Laziness and ineptitude let the Blaster worm win

My friend sighed in frustration. The MSBlaster worm had landed on her computer within a couple of hours of its release into the wild. Now her computer was randomly shutting down. She was frustrated because, as an employee of a major corporation, her IT department supposedly made sure her copy of Windows was kept updated and therefore free of any chance of such things happening.

Adding to her frustration, the same IT department had never actually provided any kind of firewall for her computer. Normally, this wouldn’t matter if she were behind a corporate firewall, but like a growing number of corporate workers, she works from home, and there’s no corporate firewall at her house. So my friend was vulnerable, and she got hit almost instantly.

The reason for the lack of a firewall (even something simple such as Zone Alarm from Zone Labs would have protected her) was simply because no one thought about it.

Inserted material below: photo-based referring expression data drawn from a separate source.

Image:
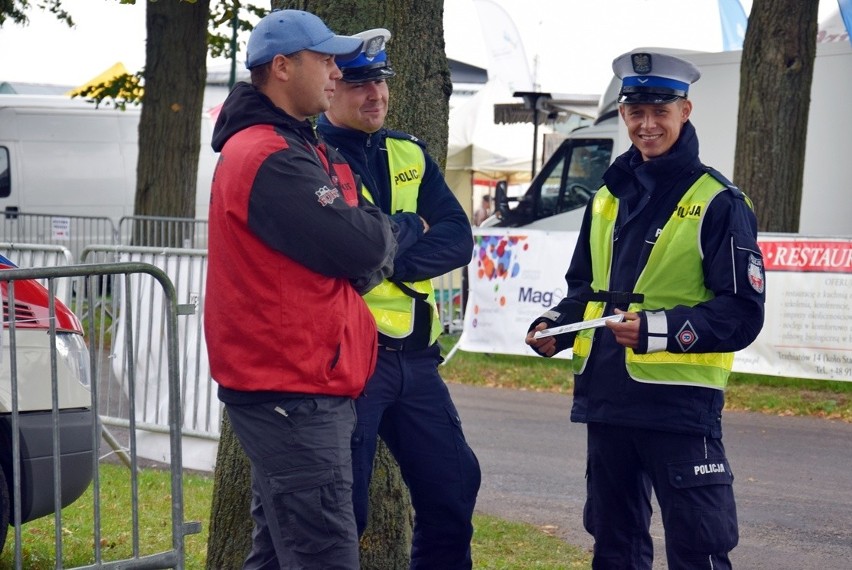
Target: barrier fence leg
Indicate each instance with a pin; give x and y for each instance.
(116, 447)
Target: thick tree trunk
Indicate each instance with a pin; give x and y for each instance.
(170, 127)
(229, 538)
(419, 104)
(775, 86)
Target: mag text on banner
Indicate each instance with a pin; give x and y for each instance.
(516, 275)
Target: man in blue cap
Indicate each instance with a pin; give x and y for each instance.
(406, 401)
(668, 247)
(292, 248)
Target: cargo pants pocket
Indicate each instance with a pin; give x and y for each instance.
(703, 514)
(308, 508)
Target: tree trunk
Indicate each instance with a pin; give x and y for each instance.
(775, 86)
(229, 537)
(420, 105)
(170, 126)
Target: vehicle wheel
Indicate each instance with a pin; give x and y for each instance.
(5, 509)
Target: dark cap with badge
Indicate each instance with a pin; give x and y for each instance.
(371, 63)
(651, 77)
(286, 32)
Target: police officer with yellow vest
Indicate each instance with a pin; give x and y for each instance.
(671, 246)
(406, 401)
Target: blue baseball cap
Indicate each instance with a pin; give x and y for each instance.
(286, 32)
(371, 61)
(655, 78)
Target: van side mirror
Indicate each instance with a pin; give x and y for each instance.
(501, 199)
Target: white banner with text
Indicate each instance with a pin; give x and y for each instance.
(515, 275)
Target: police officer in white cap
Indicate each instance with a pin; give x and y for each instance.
(406, 401)
(669, 245)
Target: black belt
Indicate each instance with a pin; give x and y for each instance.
(614, 297)
(401, 344)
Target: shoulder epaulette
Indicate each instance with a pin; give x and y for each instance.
(406, 137)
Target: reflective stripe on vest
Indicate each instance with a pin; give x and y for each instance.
(392, 308)
(673, 275)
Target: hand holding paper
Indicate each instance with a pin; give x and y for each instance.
(594, 323)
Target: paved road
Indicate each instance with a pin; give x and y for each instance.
(793, 477)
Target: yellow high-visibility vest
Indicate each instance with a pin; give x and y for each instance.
(392, 307)
(673, 275)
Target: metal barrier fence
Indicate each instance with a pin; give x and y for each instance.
(187, 270)
(37, 255)
(50, 471)
(71, 232)
(202, 411)
(158, 231)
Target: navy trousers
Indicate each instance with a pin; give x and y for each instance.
(692, 481)
(407, 403)
(301, 482)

This necessary security item just never rose to a significant level on anyone’s priority scale, so the firewall software was never purchased.

The Windows update problem is where laziness and ineptitude play a major role. In my friend’s case, the outsourced IT support staff had installed an agent that was supposed to handle updates to Windows (among other things) automatically. Problem is, they didn’t actually check to see if it worked — and it didn’t because they had set it up wrong. So for months, no updates of any kind took place.

The result was inevitable. First chance this worm had, it implanted itself into my friend’s computer. And, of course, because my friend accessed her corporate enterprise using a VPN, she was effectively inside her corporate firewall as soon as she connected, opening up her company to the worm despite the firewall. In other words, the company’s security was penetrated by a computer that was outside the firewall in some ways and inside the firewall in others. The only thing that saved the company from an infection inside the firewall was the constant computer restarts that kept my friend busy trying to solve the problem instead of doing her work.

But you can’t assume that it’s only those who work from home who have had problems with this worm. Here in the D.C. area, for example, the Maryland Motor Vehicle Administration shut down statewide at noon on the day after the worm appeared and remains shut down as this is written. Likewise, the U.S. Department of Homeland Security announced that the federal government was affected, but as you’d imagine, wouldn’t say how badly or in which agencies.

The lesson to every IT department should be obvious, but I’ll state it here anyway. Just because you have proper security policies in place doesn’t mean they’re being carried out. Security requires constant vigilance, and this is true whether your IT staff belongs to you or whether it’s farmed out to an IT services provider: You’re never as safe as you think you are.

In this case, a very serious problem was averted only narrowly. If the worm hadn’t caused my friend’s computer or the computers of the other employees of the same company to behave badly, the worm would have surely spread inside what was supposed to be a protected enterprise. As it was, the company spent hundreds of dollars in support costs because it lacked a software firewall costing only a few dollars and motivation from a vendor who didn’t quite do the job it was being paid to do. Seems like a bad trade-off to me.